It's not really that our peception may only have a limited access to the true nature of things - it's that all the concepts embodied in that statement are artifacts of the way we perceive and conceptualise things, and it's only these that we have access to. What we think is the world is actually a simplified simulation of it wholly contained in each of our minds. It is my belief that this is anchored to a genuine objective world outside my head through my low level senses, but I have no direct access to these low level senses. For example, the image on my retinas goes through masses of processing and interpretation before it gets anywhere near my conscious perception; what I see is actually coloured strongly by all the templates I have absorbed since childhood that help me to individuate objects and interpret what they are. If I did have conscious access to the individual flickering pixelations on my retinas, it would probably not make a lot of sense to me. This goes very deep, because we project without thinking highly structuring concepts such as 'thing' onto the world, but this is a human mind artifact par exellence - the separation of the world into distinct objects is an artifact of our minds rather than part of objective reality. I'm not talking about language and naming things here which is secondary - I'm talking about our mechanisms of perception before we express something in words.
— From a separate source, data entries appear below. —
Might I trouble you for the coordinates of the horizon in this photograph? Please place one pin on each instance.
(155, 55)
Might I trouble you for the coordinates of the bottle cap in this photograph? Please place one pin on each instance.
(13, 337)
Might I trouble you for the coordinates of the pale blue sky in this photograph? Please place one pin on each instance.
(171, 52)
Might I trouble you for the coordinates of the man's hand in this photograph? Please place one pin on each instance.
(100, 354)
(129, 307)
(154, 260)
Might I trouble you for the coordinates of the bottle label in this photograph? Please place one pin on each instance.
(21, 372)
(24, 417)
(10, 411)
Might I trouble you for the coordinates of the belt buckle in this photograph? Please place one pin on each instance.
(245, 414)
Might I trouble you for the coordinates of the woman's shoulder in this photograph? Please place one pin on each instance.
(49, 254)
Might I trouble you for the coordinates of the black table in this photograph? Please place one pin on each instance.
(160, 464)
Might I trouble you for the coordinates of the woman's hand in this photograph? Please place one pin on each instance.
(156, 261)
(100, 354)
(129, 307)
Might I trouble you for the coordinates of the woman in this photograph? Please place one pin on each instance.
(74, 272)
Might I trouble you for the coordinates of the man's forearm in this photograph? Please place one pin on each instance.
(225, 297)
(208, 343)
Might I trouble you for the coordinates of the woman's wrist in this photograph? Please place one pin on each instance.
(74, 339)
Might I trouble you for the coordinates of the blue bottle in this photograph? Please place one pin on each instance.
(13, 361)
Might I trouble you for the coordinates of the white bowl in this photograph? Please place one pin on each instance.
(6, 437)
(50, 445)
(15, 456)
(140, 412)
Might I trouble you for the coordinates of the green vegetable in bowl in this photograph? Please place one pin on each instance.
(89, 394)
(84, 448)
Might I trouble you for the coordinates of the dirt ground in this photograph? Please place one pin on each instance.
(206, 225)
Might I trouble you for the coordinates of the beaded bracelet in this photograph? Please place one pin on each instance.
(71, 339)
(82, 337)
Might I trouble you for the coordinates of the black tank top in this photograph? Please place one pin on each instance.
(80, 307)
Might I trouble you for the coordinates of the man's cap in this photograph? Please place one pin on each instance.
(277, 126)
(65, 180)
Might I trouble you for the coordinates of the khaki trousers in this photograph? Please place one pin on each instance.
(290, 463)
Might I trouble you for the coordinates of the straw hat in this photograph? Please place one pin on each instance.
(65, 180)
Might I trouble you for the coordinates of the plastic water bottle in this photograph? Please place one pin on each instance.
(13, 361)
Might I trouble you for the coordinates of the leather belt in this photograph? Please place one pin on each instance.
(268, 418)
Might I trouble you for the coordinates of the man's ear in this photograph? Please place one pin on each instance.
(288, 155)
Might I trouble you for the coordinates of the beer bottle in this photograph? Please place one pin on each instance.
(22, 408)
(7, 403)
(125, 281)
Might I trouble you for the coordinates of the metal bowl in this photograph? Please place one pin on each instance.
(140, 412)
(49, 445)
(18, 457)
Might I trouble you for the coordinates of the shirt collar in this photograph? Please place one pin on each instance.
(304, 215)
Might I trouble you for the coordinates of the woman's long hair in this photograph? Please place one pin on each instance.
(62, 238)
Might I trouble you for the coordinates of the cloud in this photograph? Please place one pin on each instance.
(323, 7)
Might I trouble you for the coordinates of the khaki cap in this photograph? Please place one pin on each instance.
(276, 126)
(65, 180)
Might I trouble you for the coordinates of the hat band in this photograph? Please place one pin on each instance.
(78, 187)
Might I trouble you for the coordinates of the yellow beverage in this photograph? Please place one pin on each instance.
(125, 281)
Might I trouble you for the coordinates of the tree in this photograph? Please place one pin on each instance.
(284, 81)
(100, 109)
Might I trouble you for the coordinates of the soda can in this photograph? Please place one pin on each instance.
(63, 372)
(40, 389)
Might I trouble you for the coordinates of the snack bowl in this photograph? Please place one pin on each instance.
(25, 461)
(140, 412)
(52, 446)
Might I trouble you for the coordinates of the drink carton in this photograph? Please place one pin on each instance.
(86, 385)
Time is another problem too. We presume that there is a past and a future history, but all I'm actually aware of when I stop and think about it is here, now. I can't go back five minutes to convince myself it was really there, not can I go forward five minutes to check that it will be. I cannot verify directly that the past existed.
So all I can be certain of is what I am aware of inside my mind in the present moment - there's no way I can get outside myself to see if there really is a world out there separate to myself. I believe that others with far more philosophical ability than myself have tried and failed to overcome that barrier. What I can do though is to make a free choice and believe that there is an external reality. While accepting that there can be no certainty that I'm right, it's the choice that seems most consistent with the way my world presents itself to me (and it's much more comfortable to believe that too
). But like you say, the world that I perceive, granted that it really is there, is both like but also very unlike how I perceive it.
You might wonder where all this sort of thinking comes from, but when I was a child of about seven or eight, I woke up one morning and noticed that the world didn't look real - it was one of those moments that coloured my life since then in many ways. It's been a long story since then, coming to terms with it and finding that there is no hard edged resolution to it. It's strange that it has led me to the conclusion that I have to decide what reality is as much as to perceive and understand it.